Let $$G$$ be a finite group and $$M,N \lhd G$$ such that $$M \leq N\cap \Phi(G)$$. Then $$\frac{N}{M}$$ is nilpotent iff $$N$$ is nilpotent, where $$\Phi(G)$$ is the Frattini subgroup of $$G$$.

The converse side is obvious. For first side I want to use the below fact.

"Let $$G$$ be a finite group and $$N \lhd G$$ such that $$N\leq \Phi(G)$$. Then $$\frac{G}{N}$$ is nilpotent iff $$G$$ is nilpotent."

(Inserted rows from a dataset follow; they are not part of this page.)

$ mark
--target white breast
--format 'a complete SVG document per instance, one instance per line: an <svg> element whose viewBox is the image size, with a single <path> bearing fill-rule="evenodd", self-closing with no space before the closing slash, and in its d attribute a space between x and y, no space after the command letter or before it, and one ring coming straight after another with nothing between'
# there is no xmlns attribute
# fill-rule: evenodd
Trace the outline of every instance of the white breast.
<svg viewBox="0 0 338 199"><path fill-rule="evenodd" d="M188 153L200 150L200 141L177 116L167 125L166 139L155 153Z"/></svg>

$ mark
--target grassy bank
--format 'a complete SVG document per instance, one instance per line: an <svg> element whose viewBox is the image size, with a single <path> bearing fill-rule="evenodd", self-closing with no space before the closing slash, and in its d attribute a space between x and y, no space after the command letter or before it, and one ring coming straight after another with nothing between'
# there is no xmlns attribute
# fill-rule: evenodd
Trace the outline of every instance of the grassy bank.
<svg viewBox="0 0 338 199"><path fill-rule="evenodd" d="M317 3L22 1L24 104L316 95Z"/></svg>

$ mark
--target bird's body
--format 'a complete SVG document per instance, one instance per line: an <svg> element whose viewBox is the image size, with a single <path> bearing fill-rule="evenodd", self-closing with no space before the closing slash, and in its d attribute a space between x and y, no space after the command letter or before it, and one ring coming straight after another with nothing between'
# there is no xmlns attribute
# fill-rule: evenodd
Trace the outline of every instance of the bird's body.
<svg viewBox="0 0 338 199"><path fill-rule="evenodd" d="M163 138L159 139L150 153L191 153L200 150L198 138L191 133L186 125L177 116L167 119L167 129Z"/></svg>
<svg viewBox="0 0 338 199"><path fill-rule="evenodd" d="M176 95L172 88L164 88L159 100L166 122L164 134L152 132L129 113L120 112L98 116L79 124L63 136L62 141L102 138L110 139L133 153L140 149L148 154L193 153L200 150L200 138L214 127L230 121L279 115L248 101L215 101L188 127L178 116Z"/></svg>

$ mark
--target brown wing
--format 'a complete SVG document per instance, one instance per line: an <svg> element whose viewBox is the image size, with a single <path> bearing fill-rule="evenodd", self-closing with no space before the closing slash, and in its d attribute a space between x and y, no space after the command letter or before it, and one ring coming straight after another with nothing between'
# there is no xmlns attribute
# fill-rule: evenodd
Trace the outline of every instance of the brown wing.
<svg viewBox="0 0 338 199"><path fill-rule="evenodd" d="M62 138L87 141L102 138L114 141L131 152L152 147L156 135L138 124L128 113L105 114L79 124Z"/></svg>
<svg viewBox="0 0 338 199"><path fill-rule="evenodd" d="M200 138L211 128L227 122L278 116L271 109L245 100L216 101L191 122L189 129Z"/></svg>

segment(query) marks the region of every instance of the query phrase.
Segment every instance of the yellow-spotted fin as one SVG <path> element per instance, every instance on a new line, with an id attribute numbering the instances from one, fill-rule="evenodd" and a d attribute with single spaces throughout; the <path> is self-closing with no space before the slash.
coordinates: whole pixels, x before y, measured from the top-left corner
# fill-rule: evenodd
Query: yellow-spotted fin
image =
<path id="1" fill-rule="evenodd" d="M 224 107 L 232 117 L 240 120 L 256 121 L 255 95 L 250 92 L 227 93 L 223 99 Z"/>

Let $$\frac{N}{M}$$ be nilpotent. We have $$M \lhd N$$. I want to show $$M\leq \Phi(N)$$. If I show this we have the result from the fact above.

But I don't know how to show it or is it true at all?

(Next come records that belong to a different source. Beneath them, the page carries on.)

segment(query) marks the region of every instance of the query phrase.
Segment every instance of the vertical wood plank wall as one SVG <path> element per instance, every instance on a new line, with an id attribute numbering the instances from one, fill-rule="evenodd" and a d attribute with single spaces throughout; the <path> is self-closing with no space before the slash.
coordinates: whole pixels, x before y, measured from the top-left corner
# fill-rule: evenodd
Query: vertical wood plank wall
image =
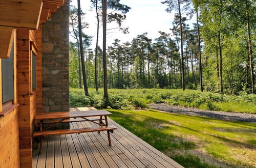
<path id="1" fill-rule="evenodd" d="M 19 110 L 20 165 L 32 167 L 32 134 L 34 118 L 36 115 L 36 94 L 30 93 L 31 73 L 31 44 L 36 44 L 36 33 L 25 29 L 18 29 L 18 102 Z"/>
<path id="2" fill-rule="evenodd" d="M 51 12 L 55 12 L 62 3 L 59 3 L 59 5 L 45 3 L 44 7 L 48 12 L 45 13 L 42 12 L 37 31 L 16 29 L 14 47 L 16 85 L 14 103 L 19 103 L 19 106 L 6 116 L 0 117 L 1 168 L 32 166 L 32 135 L 34 128 L 34 118 L 37 113 L 42 112 L 42 23 L 46 22 L 50 15 L 50 9 L 48 8 L 52 9 Z M 31 93 L 30 89 L 31 42 L 36 45 L 38 50 L 36 55 L 36 93 L 33 94 Z"/>
<path id="3" fill-rule="evenodd" d="M 17 36 L 14 37 L 14 66 L 17 69 Z M 17 78 L 17 71 L 14 71 Z M 16 83 L 17 84 L 17 83 Z M 17 87 L 15 87 L 15 94 L 17 94 Z M 16 96 L 14 96 L 14 102 L 17 102 Z M 19 167 L 19 141 L 18 107 L 14 108 L 5 117 L 0 117 L 0 167 Z"/>
<path id="4" fill-rule="evenodd" d="M 36 31 L 36 45 L 38 49 L 36 55 L 36 107 L 37 113 L 42 113 L 41 22 Z"/>
<path id="5" fill-rule="evenodd" d="M 30 125 L 29 30 L 18 29 L 18 100 L 20 165 L 32 165 L 31 128 Z"/>

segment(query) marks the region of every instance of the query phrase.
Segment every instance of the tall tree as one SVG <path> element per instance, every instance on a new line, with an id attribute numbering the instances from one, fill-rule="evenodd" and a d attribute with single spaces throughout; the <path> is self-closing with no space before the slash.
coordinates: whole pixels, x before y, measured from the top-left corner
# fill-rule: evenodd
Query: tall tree
<path id="1" fill-rule="evenodd" d="M 87 80 L 86 72 L 86 66 L 84 65 L 84 55 L 83 54 L 83 46 L 82 45 L 82 24 L 81 21 L 81 6 L 80 4 L 80 0 L 77 0 L 78 6 L 78 34 L 79 37 L 79 45 L 80 45 L 80 53 L 81 55 L 81 60 L 82 61 L 82 78 L 83 80 L 83 87 L 86 95 L 88 96 L 89 93 L 88 91 L 88 87 L 87 86 Z"/>
<path id="2" fill-rule="evenodd" d="M 79 73 L 79 88 L 82 88 L 82 78 L 81 78 L 81 57 L 80 53 L 80 46 L 78 38 L 78 10 L 75 6 L 70 6 L 70 25 L 72 27 L 72 30 L 73 32 L 73 35 L 71 35 L 74 37 L 77 43 L 78 47 L 78 73 Z M 82 12 L 81 10 L 81 17 L 82 18 L 85 15 L 85 13 Z M 88 28 L 89 24 L 86 22 L 82 22 L 82 29 L 84 28 Z"/>
<path id="3" fill-rule="evenodd" d="M 91 0 L 91 2 L 93 4 L 93 6 L 96 9 L 96 18 L 97 18 L 97 35 L 96 35 L 96 44 L 95 47 L 95 89 L 96 91 L 98 91 L 98 75 L 97 72 L 97 65 L 98 64 L 97 63 L 97 57 L 98 55 L 98 43 L 99 41 L 99 11 L 98 11 L 98 0 Z"/>
<path id="4" fill-rule="evenodd" d="M 181 5 L 185 4 L 184 8 L 188 9 L 190 1 L 189 0 L 166 0 L 162 2 L 163 4 L 167 4 L 168 8 L 166 9 L 166 12 L 171 13 L 174 10 L 176 10 L 179 13 L 180 19 L 180 48 L 181 52 L 181 69 L 182 69 L 182 90 L 185 90 L 185 70 L 184 67 L 184 56 L 183 56 L 183 32 L 182 32 L 182 21 L 181 16 Z"/>

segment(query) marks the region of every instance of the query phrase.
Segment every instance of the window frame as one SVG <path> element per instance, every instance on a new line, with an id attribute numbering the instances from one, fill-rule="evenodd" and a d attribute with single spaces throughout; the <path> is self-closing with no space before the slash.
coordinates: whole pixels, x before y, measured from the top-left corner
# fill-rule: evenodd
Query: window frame
<path id="1" fill-rule="evenodd" d="M 30 41 L 30 94 L 34 94 L 36 93 L 36 89 L 37 89 L 37 85 L 36 85 L 36 61 L 37 61 L 37 52 L 38 50 L 35 43 L 33 41 Z M 35 54 L 35 88 L 33 88 L 33 53 Z"/>
<path id="2" fill-rule="evenodd" d="M 16 29 L 12 32 L 12 38 L 13 38 L 13 99 L 5 103 L 3 103 L 3 93 L 2 93 L 2 59 L 0 59 L 0 117 L 4 117 L 13 109 L 19 106 L 17 103 L 17 41 Z M 12 43 L 10 44 L 12 45 Z M 9 46 L 10 47 L 10 46 Z M 6 58 L 8 59 L 9 58 Z"/>

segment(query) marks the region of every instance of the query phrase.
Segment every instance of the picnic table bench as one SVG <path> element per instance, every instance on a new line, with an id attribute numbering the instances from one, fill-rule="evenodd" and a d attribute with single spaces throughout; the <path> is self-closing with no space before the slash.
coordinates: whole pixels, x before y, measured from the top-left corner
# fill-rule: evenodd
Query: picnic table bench
<path id="1" fill-rule="evenodd" d="M 110 132 L 113 133 L 114 130 L 116 129 L 115 126 L 113 125 L 109 125 L 108 123 L 107 116 L 112 115 L 111 113 L 105 110 L 38 114 L 35 117 L 35 120 L 40 121 L 40 130 L 34 132 L 33 136 L 34 137 L 39 137 L 40 138 L 39 153 L 40 153 L 41 152 L 42 137 L 49 135 L 60 135 L 90 132 L 98 132 L 99 133 L 100 131 L 106 131 L 108 133 L 108 137 L 109 138 L 109 145 L 111 146 Z M 93 117 L 93 118 L 92 118 L 92 117 Z M 99 117 L 99 118 L 98 117 Z M 46 121 L 45 120 L 47 121 Z M 104 123 L 103 121 L 104 121 L 105 123 Z M 61 123 L 83 121 L 91 122 L 99 126 L 97 127 L 79 129 L 71 128 L 59 130 L 49 130 L 50 128 Z M 98 122 L 97 121 L 98 121 Z M 47 124 L 48 126 L 46 128 L 44 128 L 44 126 L 46 124 Z"/>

Here is a quick sketch proof. Assume that $$N/M$$ is nilpotent with $$M \le \Phi(G)$$.

Let $$P \in {\rm Syl}_p(N)$$. By the Frattini Argument, $$G = N_G(P)N$$. We claim that $$N_G(P) = G$$, which will prove that $$N$$ is nilpotent.

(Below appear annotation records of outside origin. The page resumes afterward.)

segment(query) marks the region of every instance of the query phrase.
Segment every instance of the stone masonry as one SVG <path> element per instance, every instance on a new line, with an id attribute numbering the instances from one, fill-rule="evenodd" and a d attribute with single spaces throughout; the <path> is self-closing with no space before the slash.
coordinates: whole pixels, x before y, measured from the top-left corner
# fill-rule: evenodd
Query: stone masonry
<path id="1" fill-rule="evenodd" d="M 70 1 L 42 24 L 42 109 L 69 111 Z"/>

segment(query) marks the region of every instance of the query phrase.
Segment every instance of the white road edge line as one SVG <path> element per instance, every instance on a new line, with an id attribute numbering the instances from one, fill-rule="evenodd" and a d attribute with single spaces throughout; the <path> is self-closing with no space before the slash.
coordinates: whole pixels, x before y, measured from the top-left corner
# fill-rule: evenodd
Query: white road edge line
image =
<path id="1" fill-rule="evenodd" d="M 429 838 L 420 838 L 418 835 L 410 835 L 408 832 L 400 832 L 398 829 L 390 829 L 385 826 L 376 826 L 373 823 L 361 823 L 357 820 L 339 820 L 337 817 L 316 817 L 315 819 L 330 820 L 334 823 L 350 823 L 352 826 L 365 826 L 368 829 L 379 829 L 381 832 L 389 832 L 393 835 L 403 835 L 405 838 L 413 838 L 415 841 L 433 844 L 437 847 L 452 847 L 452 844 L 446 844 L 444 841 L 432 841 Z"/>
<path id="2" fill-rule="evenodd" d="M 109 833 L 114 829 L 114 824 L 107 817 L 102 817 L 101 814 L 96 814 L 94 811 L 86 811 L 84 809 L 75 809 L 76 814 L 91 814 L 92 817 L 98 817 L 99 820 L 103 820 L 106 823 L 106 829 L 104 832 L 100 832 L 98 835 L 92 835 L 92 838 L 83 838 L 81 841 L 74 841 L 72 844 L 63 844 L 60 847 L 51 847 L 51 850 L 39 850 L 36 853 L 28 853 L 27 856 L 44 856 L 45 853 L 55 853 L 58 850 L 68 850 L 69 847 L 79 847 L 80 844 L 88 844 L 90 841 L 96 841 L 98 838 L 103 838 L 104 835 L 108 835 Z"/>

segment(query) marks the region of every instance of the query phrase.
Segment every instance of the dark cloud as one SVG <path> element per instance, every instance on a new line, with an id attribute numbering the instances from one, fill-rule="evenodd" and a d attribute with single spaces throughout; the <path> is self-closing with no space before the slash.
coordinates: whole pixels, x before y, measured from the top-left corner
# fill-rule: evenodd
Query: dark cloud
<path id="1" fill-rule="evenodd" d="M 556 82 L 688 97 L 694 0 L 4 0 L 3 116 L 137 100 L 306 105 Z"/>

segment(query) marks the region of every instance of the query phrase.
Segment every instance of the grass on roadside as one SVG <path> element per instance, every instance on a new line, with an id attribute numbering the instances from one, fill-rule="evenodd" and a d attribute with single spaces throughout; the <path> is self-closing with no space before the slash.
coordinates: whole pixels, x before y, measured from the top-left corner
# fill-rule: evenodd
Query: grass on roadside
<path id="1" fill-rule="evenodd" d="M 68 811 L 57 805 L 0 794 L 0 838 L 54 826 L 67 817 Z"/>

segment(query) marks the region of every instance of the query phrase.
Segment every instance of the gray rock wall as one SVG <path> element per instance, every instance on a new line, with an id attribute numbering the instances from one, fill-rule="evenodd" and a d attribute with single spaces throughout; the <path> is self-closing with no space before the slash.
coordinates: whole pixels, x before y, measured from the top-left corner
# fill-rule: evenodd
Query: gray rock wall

If not, then let $$H$$ be a maximal subgroup of $$G$$ containing $$N_G(P)$$. Then $$M \le \Phi(G) \Rightarrow M \le H$$. Now $$H \cap N$$ contains $$N_N(P)$$, and so by a well know result $$N_N(H \cap N) = H \cap N$$, and so $$N_{\frac{N}{M}}((H \cap N)/M) = (H \cap N)/M$$.

But, $$N/M$$ is nilptotent, so all of its proper subgroups are strictly contained in their normalizers, and hence $$(H \cap N)/M = N/M$$ and $$N \le H$$, so $$G=H$$, contradiction.

So $$N_G(P)=G$$ as claimed.

• thank you very much. – Yasmin Dec 19 '18 at 9:19
• In last line you mean $N_{G}(P)= G$ – Yasmin Dec 19 '18 at 9:25
• Yes, corrected. – Derek Holt Dec 19 '18 at 9:37